Arnal bajó a su hija al suelo y ambos regresaron a casa de la mano, mientras la criada los seguía jadeando bocanadas de aliento que dibujaban vaporadas de vaho caliente en la gélida mañana burgalesa.

—El color azul del cielo es como el que tú pintas en las bóvedas de las iglesias. ¿Por qué el cielo es azul, padre? —le preguntó Teresa, mientras Arnal avivaba el fuego de la chimenea de la cocina aplicando a las brasas del hogar unos leños.

—Porque es el color más hermoso, hija mía, por eso es también el más difícil de conseguir.

—Entonces, ¿Dios es azul? —demandó Teresa.

—No, Dios es como el hombre. Él quiso que fuéramos perfectos y nos dio la libertad de obrar, y ese libre albedrío ha propiciado que algunos hombres se hayan extraviado del buen camino.

—¿Y las mujeres también son como Dios?

—El sabio Aristóteles, un filósofo que vivió en el país de Grecia hace muchos años, decía que la mujer es un hombre imperfecto… Bueno, yo no lo creo, pero hay muchos hombres que dicen que es así.
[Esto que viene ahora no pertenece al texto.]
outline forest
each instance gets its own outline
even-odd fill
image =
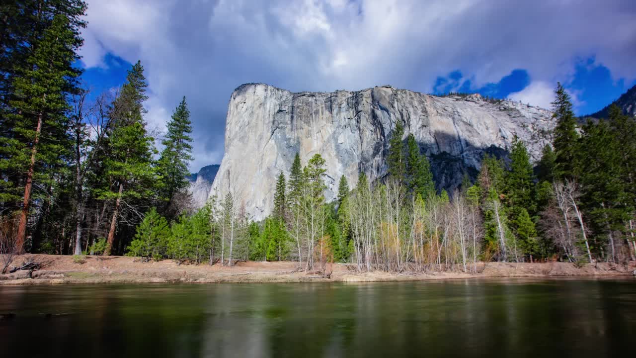
[[[230,193],[193,210],[192,125],[186,98],[165,133],[148,128],[140,62],[115,90],[92,93],[77,62],[80,0],[3,5],[0,28],[0,254],[121,255],[232,265],[296,261],[361,271],[476,270],[492,261],[574,264],[636,259],[636,121],[616,106],[581,123],[558,84],[551,145],[536,163],[517,138],[476,178],[438,190],[398,119],[388,173],[340,178],[324,197],[325,161],[296,154],[254,222]],[[29,14],[29,16],[24,16]],[[497,100],[499,101],[499,100]],[[158,144],[162,148],[158,150]]]

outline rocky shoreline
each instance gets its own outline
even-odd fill
[[[298,269],[298,262],[238,262],[232,267],[177,265],[171,260],[142,262],[134,257],[102,257],[53,255],[25,255],[17,257],[13,266],[27,260],[41,262],[36,271],[18,271],[0,275],[0,285],[57,285],[64,283],[267,283],[267,282],[370,282],[418,281],[473,278],[623,276],[633,277],[636,262],[614,264],[600,262],[579,267],[567,262],[514,263],[478,262],[476,273],[459,268],[446,271],[386,273],[359,272],[354,266],[333,264],[326,275],[319,271]],[[83,261],[83,262],[82,262]],[[19,267],[19,266],[18,266]]]

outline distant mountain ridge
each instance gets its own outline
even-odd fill
[[[273,208],[277,178],[294,157],[325,160],[325,199],[334,200],[343,175],[353,187],[387,173],[389,141],[398,122],[413,134],[431,162],[437,189],[452,193],[464,173],[475,178],[486,154],[505,156],[516,135],[533,161],[541,157],[554,121],[547,110],[479,94],[429,96],[385,85],[357,91],[292,92],[265,83],[230,96],[225,151],[211,191],[231,192],[252,220]]]
[[[626,115],[636,117],[636,85],[627,90],[627,92],[621,94],[618,99],[605,106],[602,110],[591,115],[583,116],[583,118],[607,118],[609,115],[609,107],[614,104],[620,107],[623,113]]]
[[[219,167],[219,164],[205,166],[198,173],[193,173],[186,177],[190,182],[188,191],[192,194],[192,204],[195,208],[202,208],[205,204]]]

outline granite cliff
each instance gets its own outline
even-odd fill
[[[515,135],[534,161],[548,143],[550,111],[478,94],[429,96],[390,86],[360,91],[293,93],[249,83],[232,93],[225,153],[210,195],[231,191],[254,220],[271,213],[276,177],[288,174],[296,152],[303,164],[319,153],[326,161],[328,200],[344,175],[350,187],[364,171],[386,175],[388,139],[397,121],[428,156],[438,189],[451,192],[464,173],[476,175],[487,153],[505,156]]]
[[[195,208],[202,208],[205,204],[218,171],[219,164],[205,166],[198,173],[192,173],[187,178],[190,183],[188,192],[192,194],[192,205]]]

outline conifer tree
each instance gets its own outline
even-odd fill
[[[506,193],[508,204],[518,209],[525,208],[531,215],[536,212],[534,175],[530,154],[525,144],[515,136],[510,152],[510,170],[506,175]]]
[[[100,191],[100,197],[113,199],[114,208],[111,219],[104,254],[109,255],[114,241],[118,218],[122,201],[147,199],[155,196],[156,183],[153,155],[156,152],[153,140],[146,131],[142,115],[143,101],[148,85],[143,67],[137,62],[128,71],[128,82],[115,100],[113,115],[114,129],[110,136],[105,174],[109,187]]]
[[[552,183],[555,180],[555,166],[556,160],[552,147],[546,144],[541,151],[541,159],[537,165],[537,177],[540,181]]]
[[[338,183],[338,201],[342,205],[342,201],[349,195],[349,184],[347,182],[347,178],[344,175],[340,176],[340,181]]]
[[[79,58],[76,52],[82,42],[72,19],[62,13],[55,15],[41,38],[31,44],[32,50],[24,63],[18,64],[23,66],[17,66],[11,78],[11,110],[6,116],[11,129],[0,143],[4,147],[0,152],[0,172],[4,176],[11,171],[9,175],[19,178],[0,182],[6,187],[5,199],[22,201],[18,252],[24,252],[34,180],[44,187],[50,185],[46,182],[50,183],[53,175],[47,173],[47,168],[59,166],[70,147],[67,97],[79,91],[77,77],[81,71],[73,65]],[[24,190],[20,194],[21,187]]]
[[[404,181],[406,173],[406,161],[404,155],[404,148],[402,143],[402,136],[404,136],[404,126],[402,122],[397,121],[396,127],[391,133],[389,140],[389,155],[387,157],[387,164],[389,165],[389,174],[393,178]]]
[[[607,122],[590,121],[584,128],[580,148],[586,162],[585,170],[579,175],[583,207],[591,219],[597,241],[607,242],[611,260],[615,262],[614,232],[624,229],[630,211],[626,205],[627,187],[621,180],[619,143]]]
[[[556,120],[553,145],[555,148],[555,176],[558,179],[576,176],[577,141],[576,117],[572,110],[570,95],[560,83],[555,90],[556,98],[552,103],[553,118]]]
[[[298,152],[294,156],[294,162],[291,164],[289,182],[288,196],[290,203],[293,204],[298,201],[300,196],[300,188],[303,185],[303,167],[300,164],[300,154]]]
[[[530,262],[532,262],[533,257],[539,252],[534,222],[530,218],[528,211],[522,208],[518,210],[518,214],[513,220],[513,223],[516,228],[520,248],[524,254],[529,256]]]
[[[186,97],[177,106],[167,124],[168,133],[162,141],[163,150],[158,161],[158,172],[162,176],[162,199],[165,201],[164,211],[167,211],[170,203],[177,194],[183,194],[190,183],[186,176],[188,167],[192,157],[192,124]]]
[[[413,134],[406,138],[406,181],[411,195],[419,194],[428,200],[435,194],[435,183],[431,172],[431,164],[425,154],[420,154],[420,147]]]
[[[135,240],[128,247],[128,256],[137,256],[149,260],[160,257],[165,253],[170,228],[165,218],[153,208],[137,227]]]
[[[286,255],[286,232],[280,220],[274,218],[265,219],[263,229],[263,242],[266,243],[266,257],[268,261],[280,261]]]
[[[286,186],[285,175],[281,171],[276,180],[276,191],[274,192],[273,214],[279,220],[284,220],[287,213]]]

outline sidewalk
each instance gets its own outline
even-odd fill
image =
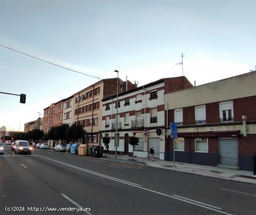
[[[102,159],[104,158],[108,160],[115,159],[128,162],[142,163],[150,167],[256,184],[256,177],[253,177],[252,172],[179,162],[176,162],[176,167],[174,167],[172,161],[157,159],[149,161],[147,159],[140,158],[134,158],[134,161],[133,161],[132,157],[126,155],[117,155],[117,157],[115,158],[114,155],[108,154],[105,157],[103,157]]]

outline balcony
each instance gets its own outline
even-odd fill
[[[144,119],[136,119],[131,121],[131,128],[141,128],[144,127]]]
[[[112,123],[112,125],[111,126],[111,129],[116,129],[116,122],[113,122]],[[122,123],[121,122],[117,122],[117,129],[121,129]]]
[[[206,124],[206,120],[196,120],[196,125]]]
[[[220,119],[220,122],[233,122],[234,121],[234,118],[221,118]]]

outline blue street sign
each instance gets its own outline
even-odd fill
[[[171,122],[171,137],[173,139],[178,137],[178,127],[176,122]]]

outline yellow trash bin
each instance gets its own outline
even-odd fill
[[[91,154],[90,147],[88,144],[81,144],[78,147],[79,155],[90,155]]]

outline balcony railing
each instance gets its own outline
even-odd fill
[[[116,129],[116,122],[112,123],[112,125],[111,126],[111,129]],[[117,122],[117,129],[121,129],[122,124],[121,122]]]
[[[144,119],[136,119],[131,121],[131,128],[140,128],[144,127]]]
[[[183,125],[183,122],[176,122],[176,123],[178,126]]]
[[[206,120],[196,120],[196,125],[198,125],[200,124],[206,124]]]
[[[232,117],[228,118],[221,118],[220,121],[221,122],[233,122],[234,121],[234,118]]]

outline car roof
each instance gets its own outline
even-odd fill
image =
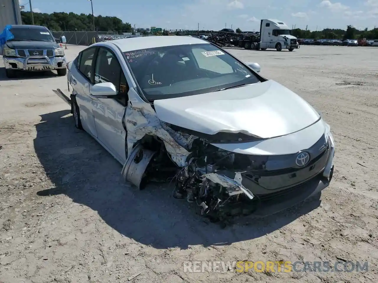
[[[42,26],[33,26],[31,25],[12,25],[12,29],[47,29],[47,28]]]
[[[112,42],[118,46],[122,52],[165,46],[209,43],[208,42],[197,37],[185,35],[181,36],[156,35],[130,37],[112,40]]]

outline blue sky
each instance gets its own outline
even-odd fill
[[[29,0],[19,0],[30,11]],[[36,12],[91,13],[88,0],[32,0]],[[131,2],[131,3],[130,3]],[[276,18],[291,27],[359,29],[378,26],[378,0],[93,0],[95,15],[117,17],[136,27],[258,30],[261,18]]]

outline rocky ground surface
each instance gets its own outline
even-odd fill
[[[83,48],[69,46],[68,58]],[[51,73],[10,80],[0,65],[0,282],[376,282],[376,51],[231,50],[322,112],[337,151],[334,178],[319,201],[224,229],[174,198],[169,186],[139,191],[125,184],[120,165],[75,129],[68,106],[51,91],[68,93],[65,77]],[[186,261],[280,260],[367,261],[368,271],[183,268]]]

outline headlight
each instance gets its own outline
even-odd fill
[[[59,47],[55,49],[55,56],[64,56],[64,50]]]
[[[8,47],[4,48],[4,55],[7,57],[15,57],[17,56],[15,50]]]

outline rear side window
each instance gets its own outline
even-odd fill
[[[81,54],[79,55],[80,61],[78,62],[80,72],[90,80],[91,79],[92,63],[95,51],[96,48],[92,48],[82,51]]]

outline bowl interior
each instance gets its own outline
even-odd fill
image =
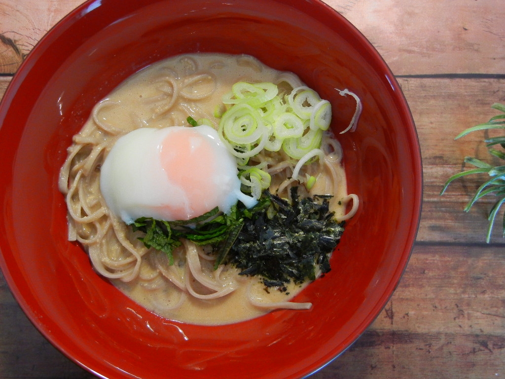
[[[277,311],[219,327],[161,318],[93,271],[67,241],[57,178],[73,134],[93,106],[150,63],[187,52],[246,54],[298,74],[332,103],[350,192],[361,199],[332,271],[298,297],[308,311]],[[375,50],[317,1],[89,2],[52,30],[0,107],[0,264],[39,330],[106,377],[294,378],[337,356],[385,304],[407,264],[420,213],[419,144],[408,107]]]

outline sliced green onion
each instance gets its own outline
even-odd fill
[[[314,107],[321,101],[314,89],[305,86],[294,88],[288,97],[288,103],[293,111],[300,118],[310,118]]]
[[[291,158],[299,160],[293,176],[297,179],[301,167],[322,154],[319,148],[323,131],[329,127],[329,102],[306,86],[297,86],[289,94],[285,94],[285,89],[280,93],[272,83],[239,82],[223,97],[223,105],[214,111],[221,118],[220,137],[240,166],[241,183],[256,199],[269,187],[271,177],[267,164],[248,166],[250,157],[264,149],[282,149]],[[308,175],[307,187],[312,187],[316,180]]]
[[[227,139],[237,145],[257,141],[266,128],[257,110],[245,104],[237,104],[225,112],[219,127]]]
[[[328,100],[321,100],[312,111],[309,125],[311,129],[327,130],[331,122],[331,104]]]
[[[282,148],[288,155],[295,159],[301,159],[314,149],[319,149],[323,138],[323,131],[310,129],[299,138],[287,138],[282,142]]]
[[[239,178],[243,184],[250,187],[252,197],[256,199],[260,198],[264,190],[270,186],[272,179],[270,174],[256,166],[241,172]]]
[[[283,113],[274,123],[274,135],[284,139],[286,138],[298,138],[304,134],[305,126],[303,121],[294,113]]]

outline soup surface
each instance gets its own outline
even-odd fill
[[[188,117],[204,119],[217,130],[222,99],[238,82],[271,82],[286,91],[305,85],[293,73],[275,70],[247,56],[198,54],[161,61],[129,78],[96,105],[74,136],[62,169],[60,185],[69,210],[69,239],[82,244],[99,274],[167,318],[215,325],[276,309],[311,306],[293,301],[308,281],[267,287],[261,278],[239,275],[230,264],[214,269],[216,257],[208,246],[184,241],[174,250],[172,264],[166,254],[146,247],[138,239],[142,233],[111,211],[100,191],[100,167],[120,137],[140,128],[189,126]],[[332,195],[330,209],[342,220],[351,215],[345,214],[347,203],[351,200],[357,205],[357,199],[347,193],[338,143],[328,132],[321,144],[326,158],[312,160],[300,171],[300,177],[317,178],[309,190],[291,178],[295,162],[282,153],[262,152],[249,164],[266,167],[272,178],[270,191],[281,197],[289,198],[294,185],[301,196]],[[184,157],[178,159],[184,167]],[[149,185],[144,186],[148,190]]]

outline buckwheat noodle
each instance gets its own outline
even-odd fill
[[[208,249],[189,241],[176,250],[174,263],[170,265],[165,253],[146,248],[138,239],[141,233],[133,231],[110,212],[100,193],[100,165],[120,136],[140,127],[187,125],[188,116],[208,119],[217,129],[214,107],[233,83],[243,80],[271,81],[287,88],[304,85],[296,75],[273,70],[247,56],[201,54],[172,58],[141,71],[97,104],[68,149],[59,185],[66,197],[69,240],[80,243],[96,272],[125,293],[132,298],[140,291],[149,294],[139,302],[162,315],[171,316],[171,312],[188,303],[220,301],[239,289],[242,301],[259,314],[311,306],[310,303],[289,301],[302,286],[291,289],[290,297],[282,294],[269,300],[258,296],[254,289],[257,278],[239,275],[235,268],[223,265],[214,270],[214,257]],[[300,195],[333,194],[331,208],[339,220],[347,219],[356,213],[359,199],[346,192],[341,148],[326,133],[321,150],[323,159],[295,173],[317,177],[311,191]],[[271,192],[289,197],[290,188],[297,182],[292,177],[294,165],[285,153],[264,151],[252,160],[267,167],[272,178]],[[345,213],[347,203],[352,206]],[[138,300],[138,296],[135,298]],[[211,318],[210,323],[230,322]],[[206,323],[200,319],[189,320]]]

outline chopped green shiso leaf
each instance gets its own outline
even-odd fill
[[[237,203],[229,214],[215,208],[187,221],[141,217],[132,226],[145,233],[139,239],[146,247],[166,253],[171,264],[173,250],[185,238],[213,246],[215,268],[229,263],[241,275],[261,277],[267,287],[292,280],[301,283],[316,278],[316,265],[323,274],[330,271],[329,257],[344,223],[336,221],[329,211],[331,196],[300,200],[297,189],[291,190],[291,204],[266,191],[249,209]]]

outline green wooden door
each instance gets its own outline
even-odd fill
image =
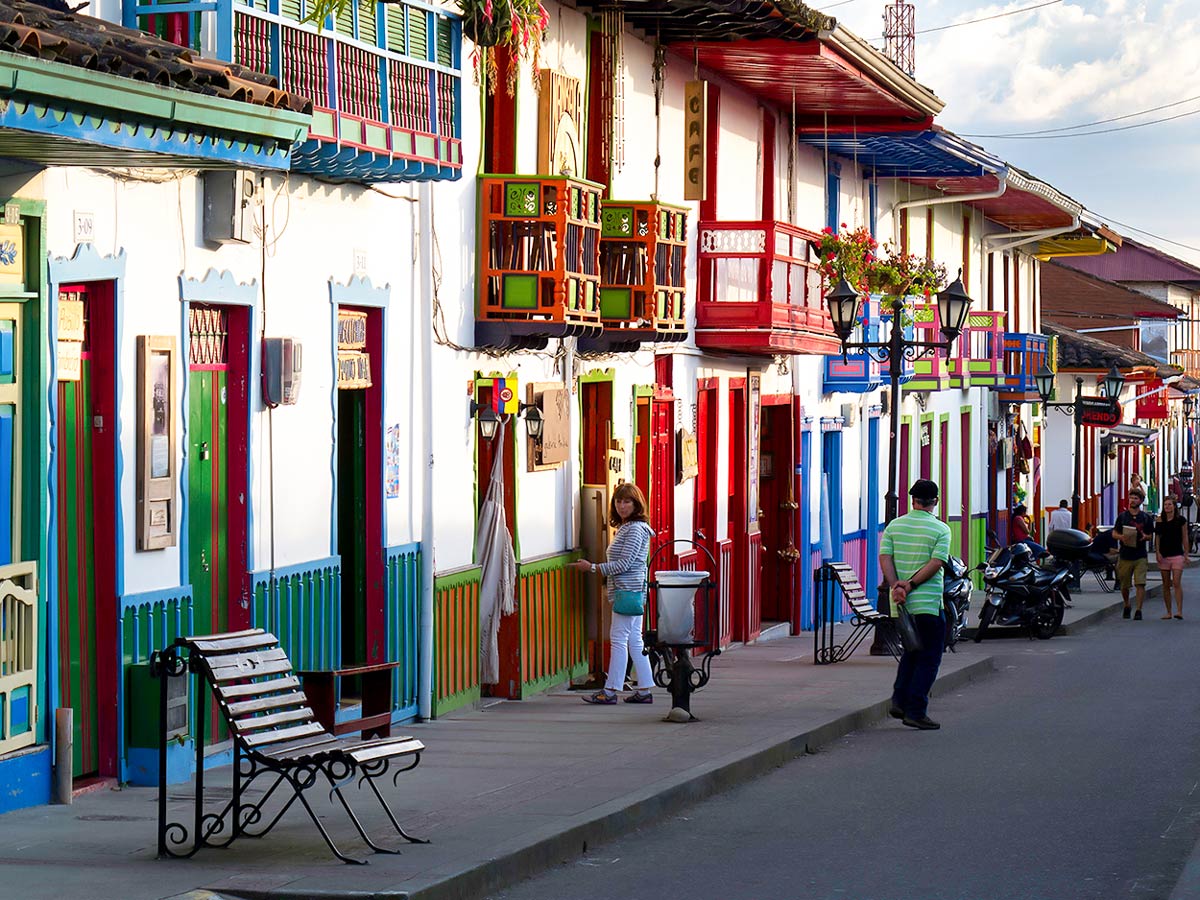
[[[60,292],[60,302],[83,302],[79,379],[58,383],[59,682],[61,702],[74,710],[74,775],[100,770],[96,508],[94,432],[97,416],[90,301],[83,289]],[[60,378],[64,372],[60,371]],[[110,425],[110,424],[109,424]]]
[[[190,310],[187,410],[187,557],[197,634],[228,630],[228,371],[222,310]],[[223,739],[210,704],[208,733]]]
En la tierra de donde vinimos tu madre y yo, los hombres y las mujeres creíamos que éramos buenos e iguales, «los perfectos» nos llamábamos, pero otros hombres consideraron que eso estaba mal y nos persiguieron por ello.

—¿Eran hombres malos?

—Sí, muy malos. Decían que la muerte era lo único que merecíamos, y por eso tuvimos que marcharnos de allí.

—¿Pero Dios no os defendió?

—Sí, lo hizo; nos protegió y consiguió que tu madre y yo escapáramos de allí. Luego naciste tú…

—¿Y mi madre?

—Murió al darte la vida, por eso debes quererla siempre.

—¿Mamá era azul?

—Sí, mi niña, sí, tu madre era azul.

Alfonso IX de León fracasó al intentar conquistar la ciudad de Cáceres, una fortaleza musulmana en la frontera sur de su reino que estaba protegida por unas sólidas murallas que fueron asediadas inútilmente durante varios meses. Herido en su orgullo, el aguerrido monarca leonés tornó su ira contra Castilla, y aprovechando el final de la tregua pactada a finales del año anterior atacó al reino de su hijo.

Pero de nuevo los castellanos respondieron con la misma contundencia que en la última ocasión y al rey de León no le cupo otro remedio que acordar una paz honrosa.

Durante el invierno, doña Berenguela había tramado toda una red de adhesiones en torno a la figura de su hijo. El joven pero decidido rey Fernando era un apuesto soberano de carácter enérgico y valiente, temeroso de Dios y de voluntad firme. Había heredado el coraje y la resolución de ánimo de su padre el rey Alfonso de León, con quien había vivido hasta poco antes de ser coronado rey de Castilla, y el ánimo y la inteligencia de su madre Berenguela, y a través de ella la energía desbordada de Enrique II de Inglaterra y de Leonor de Aquitania, sus afamados bisabuelos.

Consciente de que Castilla no claudicaría ante el ejército leonés, de que Fernando se había asentado como soberano de Castilla y de que contaba con el apoyo de la inmensa mayoría de los concejos, universidades y nobles del reino, Alfonso de León optó por acordar una paz definitiva con su hijo y su antigua esposa. El tratado de paz se firmó en la villa de Toro, en la colegiata construida según el viejo estilo «al romano», el día 26 de agosto de 1218. Berenguela y Fernando tuvieron que entregar al leonés once mil maravedís. La paz estaba resultando cara, pero la bonanza económica del reino permitía a los castellanos comprar la estabilidad necesaria para crecer como nación en aquellos tiempos tan inciertos.

Doña Berenguela no se había separado un solo instante de su hijo Fernando desde que lograra convertirlo en soberano de Castilla. La reina madre tenía el firme carácter de su abuela Leonor de Aquitania y se había hecho tan necesaria para su hijo que participaba en todas las curias en las que el rey convocaba a los más notables hombres del reino para asesorarle en los asuntos relativos al gobierno de sus Estados. Berenguela ocupaba un lugar principal en la curia regia y sus opiniones siempre eran respetadas y tenidas en cuenta por todos.

Cuando el rey Fernando cumplió dieciocho años, la reina Berenguela creyó llegado el momento de buscarle esposa. En una asamblea de consejeros celebrada en el palacio real de Burgos, la reina anunció sus planes.